Not only has not one single, solitary American been killed by a domestic terrorist from one of those countries since 9/11, not one single, solitary citizen or former citizen of those countries has even been arrested for attempting a domestic terrorist attack. This means the argument is basically that this order is necessary to protect the United States from a type of terrorism that hasn't happened even a single time in more than fifteen years without the order. It's hard to imagine a weaker case than that so even ignoring the 1st amendment problems this should probably be thrown out for being irrational.
That's the default position, but something can be stupid and constitutional, you know.
They sure can be, just not in this case, haha.
That argument is weak and lame.

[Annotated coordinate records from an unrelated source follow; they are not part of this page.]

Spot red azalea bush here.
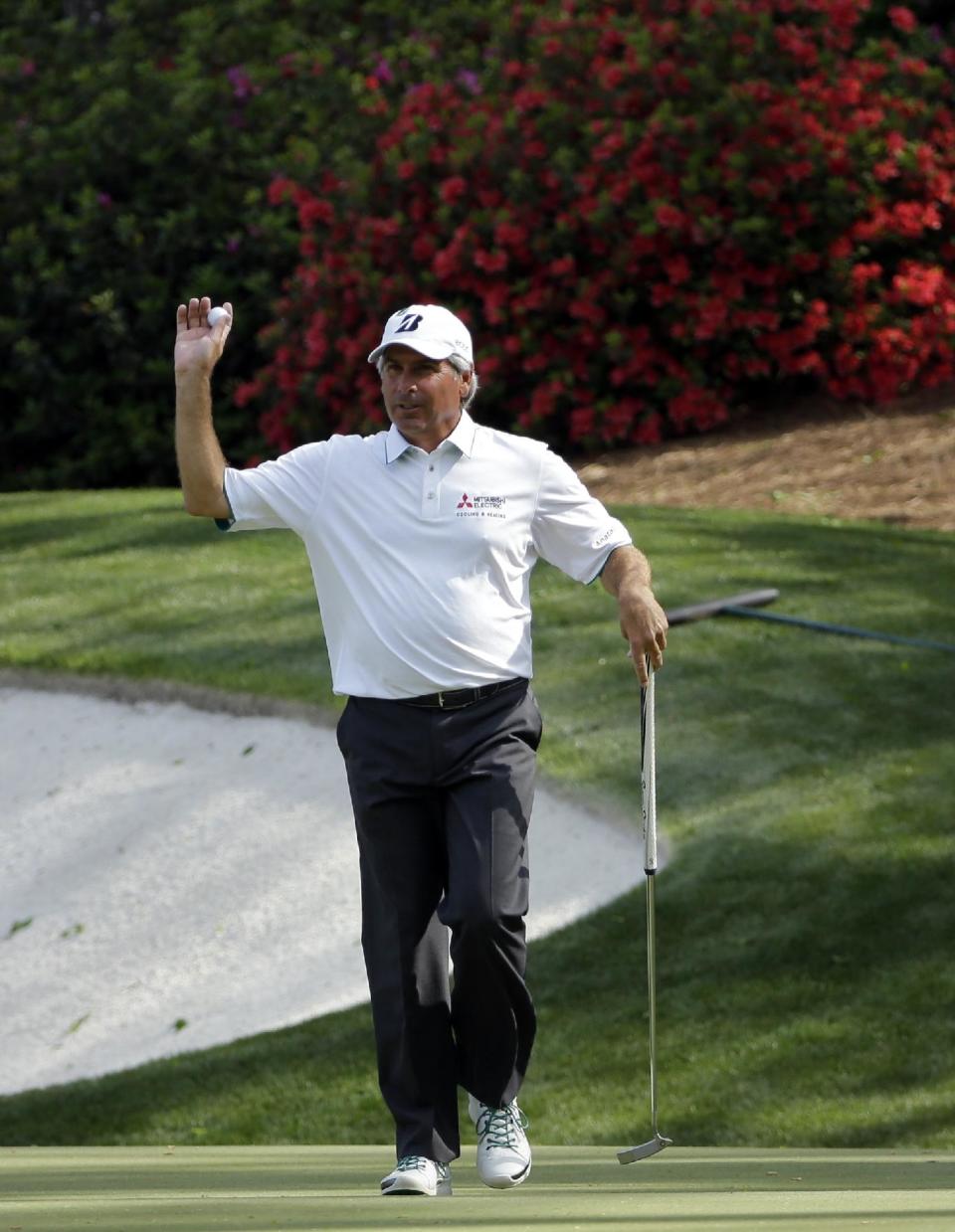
[238,0,955,448]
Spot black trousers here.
[337,681,541,1163]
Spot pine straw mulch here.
[578,388,955,531]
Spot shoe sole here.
[381,1182,451,1197]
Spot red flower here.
[888,4,918,35]
[439,175,467,206]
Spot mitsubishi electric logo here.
[458,491,507,517]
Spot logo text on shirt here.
[458,491,507,517]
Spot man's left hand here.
[618,582,669,689]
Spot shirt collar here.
[384,411,477,463]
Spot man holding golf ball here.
[175,298,667,1195]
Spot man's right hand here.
[175,295,232,517]
[175,295,232,376]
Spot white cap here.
[368,304,475,367]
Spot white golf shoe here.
[467,1095,531,1189]
[381,1155,451,1197]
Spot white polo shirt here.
[226,413,631,699]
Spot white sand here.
[0,687,644,1093]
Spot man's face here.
[381,346,471,453]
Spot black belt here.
[396,676,527,710]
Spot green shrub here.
[245,0,955,448]
[0,0,514,489]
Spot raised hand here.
[175,295,232,375]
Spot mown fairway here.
[0,491,955,1147]
[0,1147,955,1232]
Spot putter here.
[618,659,672,1163]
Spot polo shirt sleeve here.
[531,449,632,583]
[224,441,329,535]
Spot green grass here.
[0,1145,955,1232]
[0,491,955,1148]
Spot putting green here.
[0,1147,955,1232]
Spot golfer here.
[175,298,667,1196]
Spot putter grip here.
[640,664,657,877]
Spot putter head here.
[618,1134,672,1163]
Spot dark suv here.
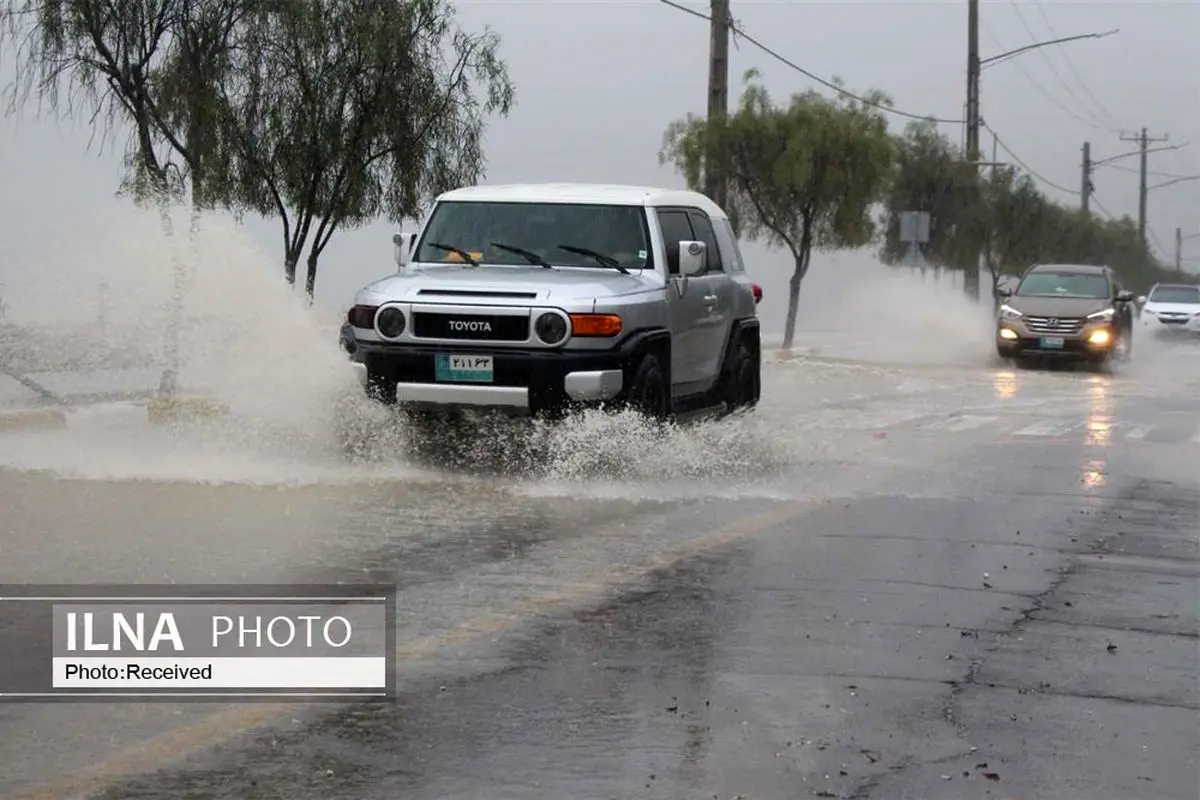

The US doesn't have that much Muslims to begin with (with many coming from other countries who did carry out attacks or were thwarted before doing so), and just because it's partial, doesn't mean it doesn't have merit. If gun laws don't encompass everything, does that mean it's without reason? Many of the people arguing against this ban for this reason have no problem with a half-***** gun ban.
Nope, that argument basically shows why this order is stupid and why people defending it aren't thinking logically. It's an order designed to stop and prevent something that wasn't happening anyway and it works to stop it in the most ham-handed, costly way possible. Every law and regulation has costs and (supposed) benefits. Empirical research into the effects of gun control show it is effective in reducing gun deaths, meaning that you're getting a clear benefit for those costs. It's going to be hard to reduce the deaths from terrorism here below their current number of zero.
So even if it wasn't unconstitutional, which it is, it's a stupid policy anyway. We should all be thankful the courts not only saved us from a breach of the constitution, but also from some truly moronic, irrational policy.